Mary Shannon Johnstone is one of the first artists I learned of who was making exactly the kind of work I wanted to make. I had the wonderful opportunity to meet her, at the Living with Animals conference in the spring of last year, seven years after I first saw and was so influenced by her photography. We had a portfolio review together and I got to see her new project, Stardust and Ashes, in person and hear about how her father’s death had a role in the work. It was one of those bodies of work that is so beautiful, meaningful, and powerful that it leaves you almost speechless. The series is a perfect descendant of Shannon’s Landfill Dogs and Breeding Ignorance; using the cremains of shelter animals that were euthanized before they could find homes, she creates cyanotypes that resemble astronomical objects and celestial events. The resulting images are so poignant, a reminder of animals’ (human and non-human) tiny existence in a massive universe, and of the unique and complicated gift that is mourning a loss of life.
From the artist’s statement: “The nitrogen in our DNA, the calcium in our teeth, the iron in our blood, the carbon in our apple pies were made in the interiors of collapsing stars. We are made of starstuff.” – Carl Sagan, Cosmos
I made these cyanotypes with the ashes of euthanized homeless animals from an animal shelter’s crematorium. These animals died with nobody to mourn their passing, except maybe a few overwhelmed shelter workers.

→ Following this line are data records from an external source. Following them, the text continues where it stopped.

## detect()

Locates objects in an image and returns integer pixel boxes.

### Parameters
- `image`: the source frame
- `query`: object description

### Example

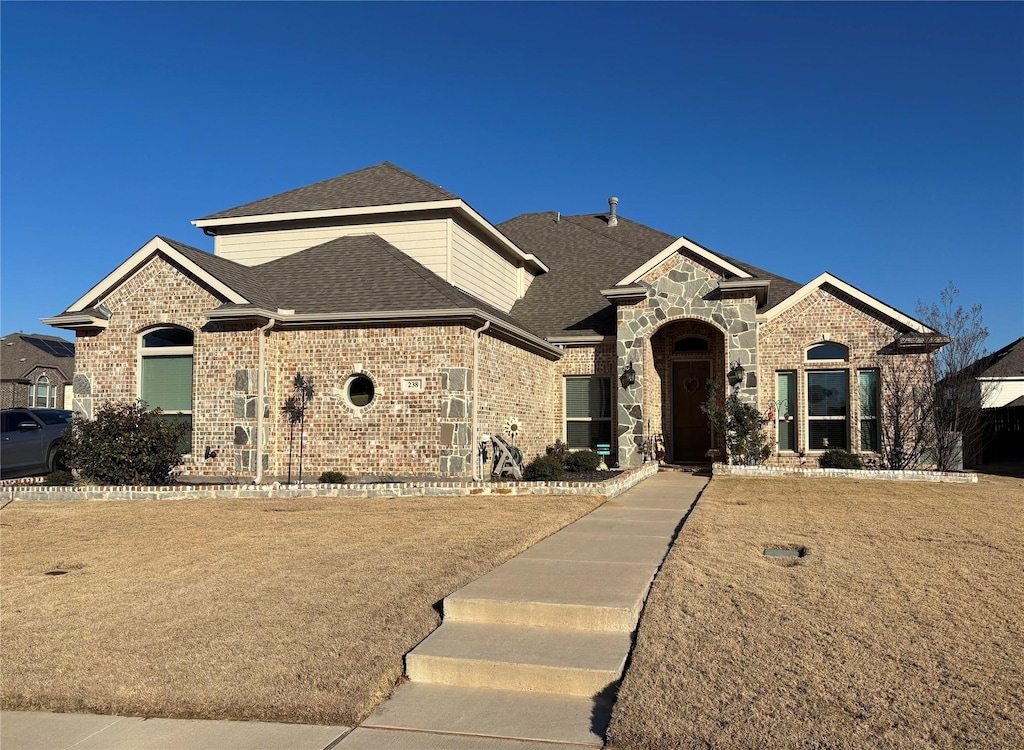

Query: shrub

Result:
[545,440,572,466]
[43,469,75,487]
[65,402,188,485]
[565,451,601,471]
[700,378,771,466]
[818,448,864,468]
[522,456,562,482]
[319,471,348,485]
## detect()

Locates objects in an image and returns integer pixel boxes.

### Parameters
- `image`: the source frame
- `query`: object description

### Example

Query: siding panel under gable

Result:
[214,218,447,279]
[452,222,519,313]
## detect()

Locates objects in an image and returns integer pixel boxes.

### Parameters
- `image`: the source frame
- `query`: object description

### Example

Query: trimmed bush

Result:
[818,448,864,468]
[43,469,75,487]
[565,451,601,471]
[522,456,563,482]
[62,402,188,485]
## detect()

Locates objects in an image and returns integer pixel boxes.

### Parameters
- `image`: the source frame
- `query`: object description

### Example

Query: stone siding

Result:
[616,254,758,466]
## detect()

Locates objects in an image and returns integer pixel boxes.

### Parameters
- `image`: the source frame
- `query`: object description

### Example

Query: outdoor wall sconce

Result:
[719,362,745,388]
[622,361,637,388]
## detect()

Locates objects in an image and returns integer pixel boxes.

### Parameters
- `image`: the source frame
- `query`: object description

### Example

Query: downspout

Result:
[254,318,278,485]
[473,321,490,482]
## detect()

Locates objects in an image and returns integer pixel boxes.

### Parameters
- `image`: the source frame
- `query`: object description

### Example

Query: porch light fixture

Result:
[622,360,637,388]
[719,361,745,388]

I hope these images serve as a memorial to these animals, who were nobody and nothing. Turned to dust and returned to the cosmos, they become everyone and everything. Just as we all will someday.
For the past decade I have been working with homeless pets and exploring ways to visualize the tragedy of animal overpopulation. Up until now, I have used traditional lens-based photography. For this new work, I was inspired by artists who use simplicity, pulchritude, and heartbreak as their tools. Artists such as Chris Jordan, Michal Rovner, and Felix Gonzalez-Torres, who draw you in with beauty, but then hit you in the gut with sadness.
Using my own breath and fingers to manipulate the ashes, I work the ashes into celestial configurations while the sun exposes the cyanotype turning the negative space Prussian blue. Then I use the cyanotypes as negatives; scanning, layering, enlarging, rephotographing on a light box, and sometimes adding color. With these images I hope to mourn the passing of thousands of our forgotten companions, and remind us that we are all connected and headed for the same fate: reduced to dust and returned to the stars.